The latch on the black mail box that had absorbed a full day of scorching sun burned my fingers. Inside the oven the mail wouldn't give, stuck from its size and weight. But the return address on the heavy brown envelope stamped DO NOT BEND chilled me like jumping into a turquoise alpine lake.

Max McRary

87 Silver Moon Way

Pandora, CO. 81435

I ran up the steep driveway, almost unaware of breaking a sweat for the tenth time that day. Inside at the cool table I spread out my loot.

The hand-developed photographs he had promised were happening at last. I carefully freed the thick stack of expensive paper from its melting wrapper. And then I disappeared into the world of Pandora.

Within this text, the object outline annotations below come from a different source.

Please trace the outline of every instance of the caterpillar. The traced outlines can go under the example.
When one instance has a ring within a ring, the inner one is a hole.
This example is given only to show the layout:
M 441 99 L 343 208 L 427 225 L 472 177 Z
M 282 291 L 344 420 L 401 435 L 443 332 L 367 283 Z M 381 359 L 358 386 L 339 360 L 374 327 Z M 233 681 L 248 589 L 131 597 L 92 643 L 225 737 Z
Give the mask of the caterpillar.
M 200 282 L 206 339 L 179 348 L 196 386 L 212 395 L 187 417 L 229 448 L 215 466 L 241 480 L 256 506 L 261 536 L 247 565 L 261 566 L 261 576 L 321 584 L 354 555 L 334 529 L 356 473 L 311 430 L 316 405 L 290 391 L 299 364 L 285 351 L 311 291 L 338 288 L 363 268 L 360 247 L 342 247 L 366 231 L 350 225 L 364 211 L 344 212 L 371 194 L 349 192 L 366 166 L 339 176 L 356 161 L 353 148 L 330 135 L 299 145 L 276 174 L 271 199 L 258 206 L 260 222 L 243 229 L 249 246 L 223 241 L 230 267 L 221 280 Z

The recycled paper note in his casually precise writing read:

Star,

I hope these arrive before your camping trip—never know with Pandora time. Let me know what you think, especially with the one of Buck. Mari wants to hang it at Populus but I'm not sure I've got the light contrasting enough. Anyway, I'll be waiting at the cemetery for your call tonight...

your adoring fan,

Max

I honed in on the first picture. Silver light was catching my hair over a grin a mile wide as I posed beside the last phone booth Opal and I had painted for the town. The wildflower we had chosen to depict was the Brook Primrose, the star-centered flower I was nicknamed after. Although anyone else looking at this photo who knew me would have seen a happy girl at her creative summer job with her cute ten-year-old cousin for an assistant, I knew the desperate sadness behind the smile. That was before my last night in Pandora, the night Max and I said goodbye. For an entire six weeks.

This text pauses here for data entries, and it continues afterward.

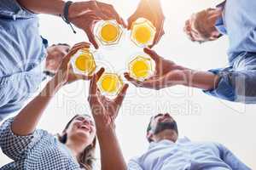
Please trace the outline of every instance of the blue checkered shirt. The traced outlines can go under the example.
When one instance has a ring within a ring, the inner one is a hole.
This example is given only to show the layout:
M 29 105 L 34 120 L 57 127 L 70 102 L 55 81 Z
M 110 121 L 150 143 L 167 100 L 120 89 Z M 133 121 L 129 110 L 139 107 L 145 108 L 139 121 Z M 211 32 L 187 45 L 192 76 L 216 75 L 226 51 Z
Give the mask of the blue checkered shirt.
M 14 160 L 1 170 L 77 170 L 80 169 L 70 150 L 44 130 L 28 136 L 17 136 L 11 130 L 14 118 L 0 128 L 0 147 Z

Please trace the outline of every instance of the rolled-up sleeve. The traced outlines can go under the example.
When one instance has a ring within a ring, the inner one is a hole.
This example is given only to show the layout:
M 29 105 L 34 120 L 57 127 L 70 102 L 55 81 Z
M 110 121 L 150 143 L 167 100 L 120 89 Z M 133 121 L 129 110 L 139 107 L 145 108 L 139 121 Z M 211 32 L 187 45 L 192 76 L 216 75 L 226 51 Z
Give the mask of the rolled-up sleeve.
M 16 18 L 31 18 L 36 16 L 20 5 L 16 0 L 1 0 L 0 1 L 0 18 L 9 17 L 15 20 Z
M 231 67 L 209 71 L 220 77 L 213 90 L 206 94 L 229 101 L 256 103 L 256 70 L 234 71 Z
M 43 131 L 36 130 L 27 136 L 17 136 L 11 130 L 14 118 L 8 119 L 0 127 L 0 147 L 3 152 L 13 159 L 18 161 L 26 156 L 29 150 L 43 137 Z
M 134 159 L 131 159 L 128 162 L 128 170 L 143 170 L 143 167 L 139 165 L 139 162 Z

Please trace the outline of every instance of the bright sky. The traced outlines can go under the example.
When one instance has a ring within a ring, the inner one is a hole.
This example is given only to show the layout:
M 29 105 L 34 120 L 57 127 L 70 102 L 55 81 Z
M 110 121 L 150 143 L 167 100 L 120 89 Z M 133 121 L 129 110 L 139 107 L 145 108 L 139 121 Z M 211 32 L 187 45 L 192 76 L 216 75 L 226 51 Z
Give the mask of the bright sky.
M 138 0 L 106 2 L 113 3 L 126 19 L 135 10 Z M 214 7 L 220 1 L 162 0 L 166 35 L 154 49 L 165 58 L 193 69 L 206 71 L 226 66 L 226 37 L 200 45 L 189 41 L 183 32 L 184 21 L 192 13 Z M 74 44 L 87 39 L 82 31 L 73 34 L 58 18 L 40 15 L 40 19 L 41 33 L 50 43 Z M 125 41 L 118 48 L 103 51 L 104 62 L 120 73 L 126 68 L 125 63 L 131 54 L 137 50 Z M 73 115 L 90 114 L 88 85 L 88 82 L 79 82 L 63 88 L 49 104 L 38 128 L 52 133 L 61 133 Z M 246 164 L 256 168 L 256 137 L 251 132 L 255 128 L 255 105 L 223 101 L 197 89 L 174 87 L 154 91 L 138 89 L 131 84 L 116 120 L 117 134 L 128 161 L 147 150 L 145 131 L 150 116 L 169 112 L 176 118 L 181 136 L 194 141 L 222 143 Z M 0 165 L 9 162 L 3 155 L 0 156 Z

Halfway there, I thought glancing at the calendar that insisted August was going to take her time ripening into September. The next photograph I already knew well, Opal's dark curls framing her face as she hung suspended in her favorite water fall. That was the thing about living on water time. If you chose to stay more than forty days like she and Max had, you got to do stuff like that while aging more slowly. But Water Time had its down side too. Vividly, the memory of saving Opal from being trapped in rubble beneath an abandoned mine made me shudder. Between never being able to leave Pandora without drinking the water daily for the rest of my life and applying to the art school of my dreams—which did not happen to be there—my head knew I had made the right decision even if my heart didn't.

Pandora was another world entirely and here was proof. I flipped anxiously through the slick images for what I really wanted to see. I passed a portrait of Buck, the Ute Artisan without whom I could never have rescued Opal. He was in his element, fly fishing beside the wide river reflecting enormous peaks surrounding the valley. The contrast between the sharp mountains and shimmering water was right on, but it was just like Max to humbly ask for my advice.

The photo I really wanted to see was the picture of him he had promised, the one I had taken on our last picnic at the highest falls streaming through a green basin.

I absorbed an image of the Welon clan, Mom's family posing at Populus, the restaurant Opal's Mom, my aunt Mari and her chef husband, Thomas, owned. I even found one of Heather in front of the one phone booth she had painted, the Butter and Eggs wildflowers covering the sides of the booth, reminding us to be careful of the wolf in sheep's clothing.